Era o êxtase da vida.
Naquele tempo,
não invejava nem o Presidente americano.
Aliás, nem sabia que existia a América.
Não sabia da copa
nem que o Brasil já era tri-campeão
mundial de futebol.
Era tanta ilusão
e distanciamento de tudo,
que nem sabia
que no Brasil os militares
haviam tomado o Poder.
Que AI-5 que nada,
pensava somente em matar
pássaros com o estilingue
e banhar-me no poço azul
que havia nos fundos da minha casa.
Censura e repressão
no meu mundo não havia.
Porão, somente debaixo da minha
casa assoalhada e não servia para nada.
Tortura maior que eu conhecia
era somente quando meu pai matava
porco ou frango para saciar a nossa fome.

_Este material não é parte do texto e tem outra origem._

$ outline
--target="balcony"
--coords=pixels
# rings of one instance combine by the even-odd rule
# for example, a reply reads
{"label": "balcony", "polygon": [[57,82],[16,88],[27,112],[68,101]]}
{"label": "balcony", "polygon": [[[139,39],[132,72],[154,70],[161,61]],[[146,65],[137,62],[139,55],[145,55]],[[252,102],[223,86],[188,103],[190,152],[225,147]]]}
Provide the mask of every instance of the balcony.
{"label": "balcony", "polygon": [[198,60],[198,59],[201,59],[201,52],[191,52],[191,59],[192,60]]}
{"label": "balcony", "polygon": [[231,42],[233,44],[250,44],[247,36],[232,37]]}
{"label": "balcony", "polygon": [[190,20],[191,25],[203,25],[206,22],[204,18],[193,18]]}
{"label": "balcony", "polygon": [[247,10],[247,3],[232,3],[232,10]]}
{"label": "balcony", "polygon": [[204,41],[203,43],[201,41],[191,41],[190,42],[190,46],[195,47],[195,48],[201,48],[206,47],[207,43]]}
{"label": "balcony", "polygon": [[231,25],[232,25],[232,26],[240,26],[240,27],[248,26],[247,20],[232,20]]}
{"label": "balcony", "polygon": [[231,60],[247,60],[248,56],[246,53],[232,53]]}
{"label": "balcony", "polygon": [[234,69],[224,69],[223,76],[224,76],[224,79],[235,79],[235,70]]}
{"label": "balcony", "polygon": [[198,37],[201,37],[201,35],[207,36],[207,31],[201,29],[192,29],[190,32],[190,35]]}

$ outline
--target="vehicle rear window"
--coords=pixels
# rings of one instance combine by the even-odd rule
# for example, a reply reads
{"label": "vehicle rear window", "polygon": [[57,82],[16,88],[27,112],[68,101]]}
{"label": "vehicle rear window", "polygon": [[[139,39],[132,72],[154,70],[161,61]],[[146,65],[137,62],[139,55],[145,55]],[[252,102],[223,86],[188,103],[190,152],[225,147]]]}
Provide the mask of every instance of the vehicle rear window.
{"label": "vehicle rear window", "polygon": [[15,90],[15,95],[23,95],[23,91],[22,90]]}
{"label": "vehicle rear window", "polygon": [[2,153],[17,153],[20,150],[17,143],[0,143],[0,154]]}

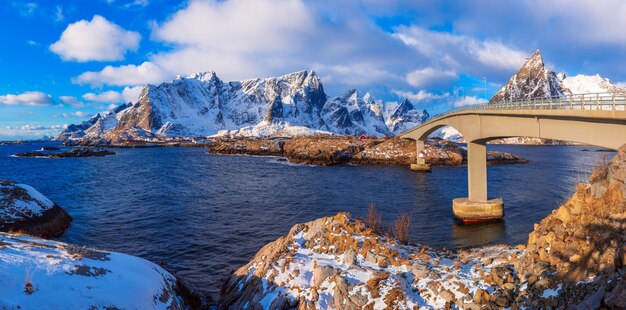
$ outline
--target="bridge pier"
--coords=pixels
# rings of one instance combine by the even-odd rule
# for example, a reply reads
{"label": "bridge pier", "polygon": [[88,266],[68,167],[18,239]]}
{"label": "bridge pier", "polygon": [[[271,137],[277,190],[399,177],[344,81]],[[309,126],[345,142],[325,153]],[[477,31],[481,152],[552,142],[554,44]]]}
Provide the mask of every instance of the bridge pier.
{"label": "bridge pier", "polygon": [[485,142],[467,143],[467,198],[452,201],[452,212],[462,222],[499,220],[504,216],[501,199],[487,197],[487,146]]}
{"label": "bridge pier", "polygon": [[417,158],[417,162],[415,164],[411,164],[411,170],[417,172],[430,172],[430,164],[426,163],[426,159],[424,158],[424,140],[415,141],[417,146],[417,153],[415,153],[415,157]]}

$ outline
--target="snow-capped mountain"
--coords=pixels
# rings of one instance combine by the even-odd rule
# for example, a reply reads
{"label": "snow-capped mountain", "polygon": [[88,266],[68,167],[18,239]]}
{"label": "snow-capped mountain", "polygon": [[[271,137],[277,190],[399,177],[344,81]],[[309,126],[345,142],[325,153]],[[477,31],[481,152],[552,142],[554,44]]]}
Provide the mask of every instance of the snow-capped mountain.
{"label": "snow-capped mountain", "polygon": [[626,93],[626,89],[598,74],[568,77],[565,73],[550,71],[544,65],[541,52],[537,50],[490,102],[607,92]]}
{"label": "snow-capped mountain", "polygon": [[[548,70],[541,52],[536,50],[519,71],[513,75],[490,100],[520,100],[545,97],[563,97],[570,94],[620,93],[626,94],[626,88],[612,84],[600,75],[580,74],[568,77],[565,73]],[[452,127],[443,127],[435,131],[432,137],[460,142],[463,136]],[[557,144],[557,141],[544,141],[538,138],[505,138],[496,141],[503,144]]]}
{"label": "snow-capped mountain", "polygon": [[560,97],[565,94],[556,73],[548,70],[541,52],[536,50],[519,71],[509,79],[490,102],[529,98]]}
{"label": "snow-capped mountain", "polygon": [[59,138],[135,139],[211,135],[394,135],[428,118],[405,100],[350,90],[329,98],[313,71],[223,82],[214,72],[148,85],[138,101],[72,125]]}

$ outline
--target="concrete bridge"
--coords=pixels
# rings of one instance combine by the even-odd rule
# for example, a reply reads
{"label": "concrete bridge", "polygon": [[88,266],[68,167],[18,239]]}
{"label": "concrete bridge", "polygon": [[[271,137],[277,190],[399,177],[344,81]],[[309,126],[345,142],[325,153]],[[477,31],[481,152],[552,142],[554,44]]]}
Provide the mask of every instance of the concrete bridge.
{"label": "concrete bridge", "polygon": [[[618,149],[626,143],[626,93],[597,93],[555,98],[491,102],[438,115],[400,137],[417,141],[417,154],[435,130],[451,126],[467,141],[468,197],[453,202],[455,216],[478,221],[502,217],[503,202],[487,197],[487,149],[490,140],[535,137]],[[417,157],[412,168],[429,170]]]}

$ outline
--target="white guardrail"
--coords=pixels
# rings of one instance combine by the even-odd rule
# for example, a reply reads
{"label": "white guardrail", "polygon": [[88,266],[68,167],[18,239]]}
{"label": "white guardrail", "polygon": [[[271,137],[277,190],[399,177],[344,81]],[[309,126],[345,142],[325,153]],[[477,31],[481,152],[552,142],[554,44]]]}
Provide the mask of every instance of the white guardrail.
{"label": "white guardrail", "polygon": [[589,93],[532,99],[503,100],[466,106],[434,115],[428,122],[451,113],[472,110],[604,110],[626,111],[626,93]]}
{"label": "white guardrail", "polygon": [[497,101],[471,107],[473,109],[537,109],[537,110],[626,110],[626,93],[575,94],[559,97]]}

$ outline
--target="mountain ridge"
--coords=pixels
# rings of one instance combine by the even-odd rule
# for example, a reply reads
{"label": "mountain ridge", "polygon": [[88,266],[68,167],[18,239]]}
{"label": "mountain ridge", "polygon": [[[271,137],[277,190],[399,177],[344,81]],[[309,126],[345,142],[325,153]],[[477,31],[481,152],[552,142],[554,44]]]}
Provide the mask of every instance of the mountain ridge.
{"label": "mountain ridge", "polygon": [[275,134],[392,136],[429,117],[408,100],[375,100],[356,89],[329,97],[313,70],[222,81],[215,72],[147,85],[138,100],[71,125],[57,139],[130,140]]}

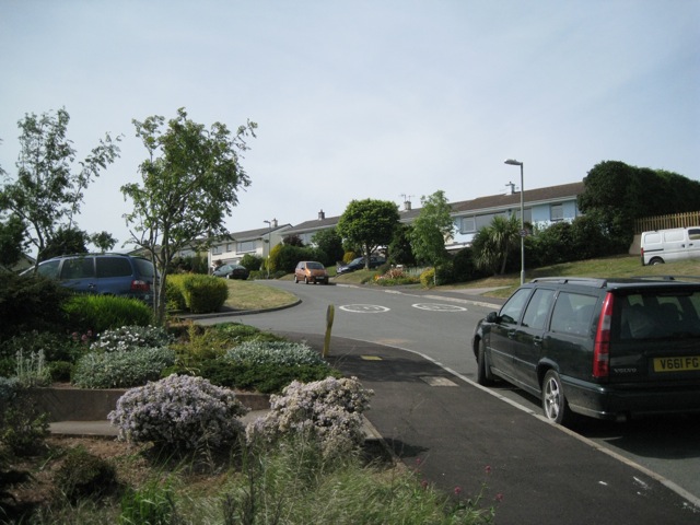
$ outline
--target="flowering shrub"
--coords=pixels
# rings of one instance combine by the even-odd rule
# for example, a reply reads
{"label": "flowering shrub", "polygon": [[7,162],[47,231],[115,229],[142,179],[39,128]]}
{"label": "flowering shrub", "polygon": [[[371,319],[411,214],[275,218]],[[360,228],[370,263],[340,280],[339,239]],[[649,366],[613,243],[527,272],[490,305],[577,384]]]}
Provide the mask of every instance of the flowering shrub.
{"label": "flowering shrub", "polygon": [[173,374],[131,388],[107,418],[118,427],[120,440],[195,450],[233,443],[244,430],[237,418],[247,411],[232,390]]}
{"label": "flowering shrub", "polygon": [[90,346],[91,350],[114,352],[136,348],[160,348],[172,342],[165,328],[156,326],[122,326],[100,334],[100,339]]}
{"label": "flowering shrub", "polygon": [[341,456],[364,441],[362,412],[374,394],[357,377],[292,382],[281,396],[270,397],[270,412],[246,428],[248,442],[273,443],[288,434],[318,441],[325,457]]}
{"label": "flowering shrub", "polygon": [[128,388],[159,378],[174,362],[170,348],[90,352],[75,363],[71,383],[81,388]]}
{"label": "flowering shrub", "polygon": [[245,341],[226,351],[225,359],[249,365],[327,364],[320,354],[308,345],[288,341]]}

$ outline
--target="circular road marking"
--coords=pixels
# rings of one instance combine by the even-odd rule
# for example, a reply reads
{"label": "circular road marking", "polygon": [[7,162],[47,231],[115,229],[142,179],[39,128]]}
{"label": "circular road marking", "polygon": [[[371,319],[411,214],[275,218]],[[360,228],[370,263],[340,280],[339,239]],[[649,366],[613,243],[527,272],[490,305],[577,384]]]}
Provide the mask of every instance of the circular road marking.
{"label": "circular road marking", "polygon": [[340,310],[352,312],[353,314],[383,314],[389,311],[386,306],[378,306],[376,304],[346,304],[340,306]]}
{"label": "circular road marking", "polygon": [[438,304],[438,303],[416,303],[412,305],[418,310],[427,310],[429,312],[466,312],[464,306],[456,306],[454,304]]}

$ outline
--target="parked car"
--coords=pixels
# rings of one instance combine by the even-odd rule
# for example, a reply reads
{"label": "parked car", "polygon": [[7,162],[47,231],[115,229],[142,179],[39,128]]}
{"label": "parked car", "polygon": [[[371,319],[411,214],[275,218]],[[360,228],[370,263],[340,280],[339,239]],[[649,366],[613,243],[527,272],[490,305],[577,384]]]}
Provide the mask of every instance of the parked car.
{"label": "parked car", "polygon": [[[364,257],[358,257],[357,259],[352,259],[347,265],[338,265],[336,267],[336,275],[341,276],[343,273],[350,273],[351,271],[362,270],[364,269]],[[370,269],[378,268],[384,265],[386,259],[384,257],[370,257]]]}
{"label": "parked car", "polygon": [[[30,268],[22,275],[31,273]],[[80,293],[119,295],[153,302],[153,264],[124,254],[78,254],[39,262],[36,271]]]}
{"label": "parked car", "polygon": [[700,282],[535,279],[478,323],[471,349],[479,384],[540,397],[555,423],[700,411]]}
{"label": "parked car", "polygon": [[643,232],[641,255],[644,266],[700,258],[700,226]]}
{"label": "parked car", "polygon": [[223,265],[217,268],[212,276],[225,277],[226,279],[247,279],[250,272],[245,266],[241,265]]}
{"label": "parked car", "polygon": [[299,281],[304,281],[306,284],[310,282],[328,284],[328,271],[316,260],[302,260],[294,269],[294,282]]}

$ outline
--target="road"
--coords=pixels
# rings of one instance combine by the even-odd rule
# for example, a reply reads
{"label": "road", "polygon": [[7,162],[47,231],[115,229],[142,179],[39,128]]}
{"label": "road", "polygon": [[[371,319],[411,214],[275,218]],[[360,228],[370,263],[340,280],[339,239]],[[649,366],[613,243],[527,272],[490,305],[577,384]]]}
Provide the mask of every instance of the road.
{"label": "road", "polygon": [[[296,294],[292,308],[235,317],[269,331],[323,334],[328,305],[335,306],[334,337],[390,346],[420,353],[464,381],[476,381],[468,348],[476,323],[498,305],[431,292],[347,285],[266,284]],[[202,323],[219,323],[221,318]],[[539,400],[505,383],[490,390],[523,410],[540,415]],[[573,428],[610,453],[670,480],[700,499],[700,417],[668,416],[614,423],[584,418]]]}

AI-5 era simplesmente a forma
errada de dizer cinco ais,
de quando era surrado
pela minha mãe,
nada mais.
Andava quilômetros até a escola,
não tinha biblioteca nem livros,
nem diretora ou merenda.
Era um professor sozinho
que vinha da estrada de chão vermelho,
montado numa bicicleta velha.
Tinha, porém,
cuidados de sobra
com aqueles meninos-bichos.
E, como que por milagre,
ainda conseguia lhes ensinar
algumas coisas.
Alguns mais aventureiros,
no futuro tentariam até ser escritores,
relatando às vezes, a própria história
do mestre e seus pupilos.
Os vizinhos. Ah! esses eram umas figuras.
Tinha o Tunico baixinho,
irmão do Zeca lelé
que era irmão do Antônio ladrão.
Tinha o Eurípedes e seu filho Astério,
que para qualquer dorzinha
vinha logo a receitar:
“fumu nu umbigo é bão”.
E tinha gente que acatava
esse remédio esquisito,
se curava, até hoje não sei.
Meus pais,
que jamais deixaram faltar-me o básico,
dando-me sustento, carinho,
senso e responsabilidade,
viram crescer um homem comum,
prático e responsável,
forjado nas dificuldades,
curtido nas virtudes
e nos exemplos que teve.
Lapidado pela vida
não deu brilho forte,
também não se ofuscou,
nem tão pouco se dilacerou,
simplesmente vingou;
vingou,
simplesmente.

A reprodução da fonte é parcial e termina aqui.